Florence Goyet's book is remarkable as much for the scope of its corpus (more than a thousand stories in five languages) as for the quality of its analysis. The author defines the short story first by examining its narrative strategies, then by focusing on its print circulation and finally on how the text shapes its own reading. Goyet refines the distinctive features ordinarily accepted by the critics; she then shows that the readers of short stories are always different from the characters depicted, through the specific periodicals in which they are published. This is why the "peasant” stories of Maupassant appear in high society periodicals, and why the "European” stories of Henry James are published in the US, whereas his "American” ones are accepted in English magazines. The primary aim of the genre is to emphasize the picturesqueness of subjects which are a familiar sight for the readers yet in reality strange, because the characters live in another world altogether.

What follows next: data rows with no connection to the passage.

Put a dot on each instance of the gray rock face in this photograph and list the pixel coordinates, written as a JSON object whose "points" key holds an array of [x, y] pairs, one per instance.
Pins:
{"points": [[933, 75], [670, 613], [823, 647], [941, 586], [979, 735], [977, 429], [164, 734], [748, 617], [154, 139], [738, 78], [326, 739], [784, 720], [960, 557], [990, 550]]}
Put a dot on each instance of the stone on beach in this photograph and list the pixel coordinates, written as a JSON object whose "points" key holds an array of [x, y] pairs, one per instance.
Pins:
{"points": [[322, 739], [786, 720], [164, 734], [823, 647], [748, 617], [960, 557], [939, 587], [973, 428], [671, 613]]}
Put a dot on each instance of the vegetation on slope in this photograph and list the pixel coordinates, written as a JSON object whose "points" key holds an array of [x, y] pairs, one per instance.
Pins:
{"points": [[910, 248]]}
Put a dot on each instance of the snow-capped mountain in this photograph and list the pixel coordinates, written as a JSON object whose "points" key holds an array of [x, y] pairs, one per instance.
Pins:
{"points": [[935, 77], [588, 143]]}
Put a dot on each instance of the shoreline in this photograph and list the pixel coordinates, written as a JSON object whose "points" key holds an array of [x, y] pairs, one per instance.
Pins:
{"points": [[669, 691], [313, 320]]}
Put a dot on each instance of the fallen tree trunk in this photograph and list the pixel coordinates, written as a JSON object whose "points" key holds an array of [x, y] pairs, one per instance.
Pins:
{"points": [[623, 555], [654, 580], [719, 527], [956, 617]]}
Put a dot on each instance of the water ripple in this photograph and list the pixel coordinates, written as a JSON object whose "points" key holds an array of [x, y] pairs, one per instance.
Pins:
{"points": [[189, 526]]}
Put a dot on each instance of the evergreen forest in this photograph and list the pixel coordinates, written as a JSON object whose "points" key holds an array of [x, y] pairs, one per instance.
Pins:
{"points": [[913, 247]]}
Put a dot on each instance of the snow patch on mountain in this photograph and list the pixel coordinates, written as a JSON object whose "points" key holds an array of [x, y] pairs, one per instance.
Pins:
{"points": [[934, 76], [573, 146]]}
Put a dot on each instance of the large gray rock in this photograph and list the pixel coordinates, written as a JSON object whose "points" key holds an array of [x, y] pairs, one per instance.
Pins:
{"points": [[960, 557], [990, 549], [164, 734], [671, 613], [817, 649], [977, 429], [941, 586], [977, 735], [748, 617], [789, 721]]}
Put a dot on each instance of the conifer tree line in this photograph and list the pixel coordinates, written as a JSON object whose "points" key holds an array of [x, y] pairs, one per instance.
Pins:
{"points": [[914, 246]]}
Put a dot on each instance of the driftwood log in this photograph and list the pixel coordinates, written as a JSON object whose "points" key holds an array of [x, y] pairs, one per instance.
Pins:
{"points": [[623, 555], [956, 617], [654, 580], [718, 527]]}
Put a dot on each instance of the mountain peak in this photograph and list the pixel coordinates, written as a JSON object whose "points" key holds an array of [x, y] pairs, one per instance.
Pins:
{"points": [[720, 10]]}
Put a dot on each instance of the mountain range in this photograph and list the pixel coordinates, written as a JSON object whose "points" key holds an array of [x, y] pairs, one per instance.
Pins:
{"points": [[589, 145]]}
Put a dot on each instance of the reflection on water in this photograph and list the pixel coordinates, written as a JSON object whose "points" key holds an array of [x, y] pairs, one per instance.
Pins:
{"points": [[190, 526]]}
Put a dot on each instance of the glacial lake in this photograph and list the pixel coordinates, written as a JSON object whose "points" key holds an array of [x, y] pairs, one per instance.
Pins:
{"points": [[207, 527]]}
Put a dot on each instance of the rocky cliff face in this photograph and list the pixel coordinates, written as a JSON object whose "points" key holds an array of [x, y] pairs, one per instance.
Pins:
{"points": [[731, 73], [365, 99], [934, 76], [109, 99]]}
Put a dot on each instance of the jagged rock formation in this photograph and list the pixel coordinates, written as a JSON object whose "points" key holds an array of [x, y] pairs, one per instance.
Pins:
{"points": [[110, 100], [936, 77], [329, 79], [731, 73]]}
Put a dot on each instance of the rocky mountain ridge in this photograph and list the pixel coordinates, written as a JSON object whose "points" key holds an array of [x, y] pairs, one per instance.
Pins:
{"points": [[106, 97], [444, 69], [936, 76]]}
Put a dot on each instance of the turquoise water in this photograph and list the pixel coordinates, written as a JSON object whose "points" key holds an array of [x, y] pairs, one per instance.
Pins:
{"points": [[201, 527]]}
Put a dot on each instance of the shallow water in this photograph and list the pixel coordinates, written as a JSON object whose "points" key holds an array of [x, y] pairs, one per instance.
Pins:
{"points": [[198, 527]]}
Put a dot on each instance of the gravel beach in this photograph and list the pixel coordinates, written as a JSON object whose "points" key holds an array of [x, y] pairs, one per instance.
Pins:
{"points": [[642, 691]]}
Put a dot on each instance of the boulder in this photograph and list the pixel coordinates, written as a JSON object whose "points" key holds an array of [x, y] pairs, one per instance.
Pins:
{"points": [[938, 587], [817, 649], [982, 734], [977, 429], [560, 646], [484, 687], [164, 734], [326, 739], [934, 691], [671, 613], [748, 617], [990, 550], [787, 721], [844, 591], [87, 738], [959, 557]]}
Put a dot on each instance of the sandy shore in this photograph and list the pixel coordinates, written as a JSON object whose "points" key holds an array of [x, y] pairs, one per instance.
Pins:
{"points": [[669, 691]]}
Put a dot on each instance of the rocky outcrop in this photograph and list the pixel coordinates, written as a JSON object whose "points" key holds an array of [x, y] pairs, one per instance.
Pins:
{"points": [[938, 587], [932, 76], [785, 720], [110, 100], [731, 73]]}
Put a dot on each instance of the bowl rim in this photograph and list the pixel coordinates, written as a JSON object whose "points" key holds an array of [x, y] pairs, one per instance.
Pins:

Close analysis of this context in which the stories are published leads Goyet to define the genre as "monological” — being at odds with polyphony — a thesis which is confirmed in her subsequent analyses of the stylistic procedures that discredit the characters. Thus, this book provides us with a new understanding of the short text, which is all the more convincing in that it is always rigorously supported by probing theoretical discussions and by precise textual analyses.
Denis Pernot
"La Nouvelle 1870-1925. Description d'un genre à son apogée by Florence Goyet". Revue d'Histoire Littéraire de la France (0035-2411), vol. 95e Année, no. 1, 1995.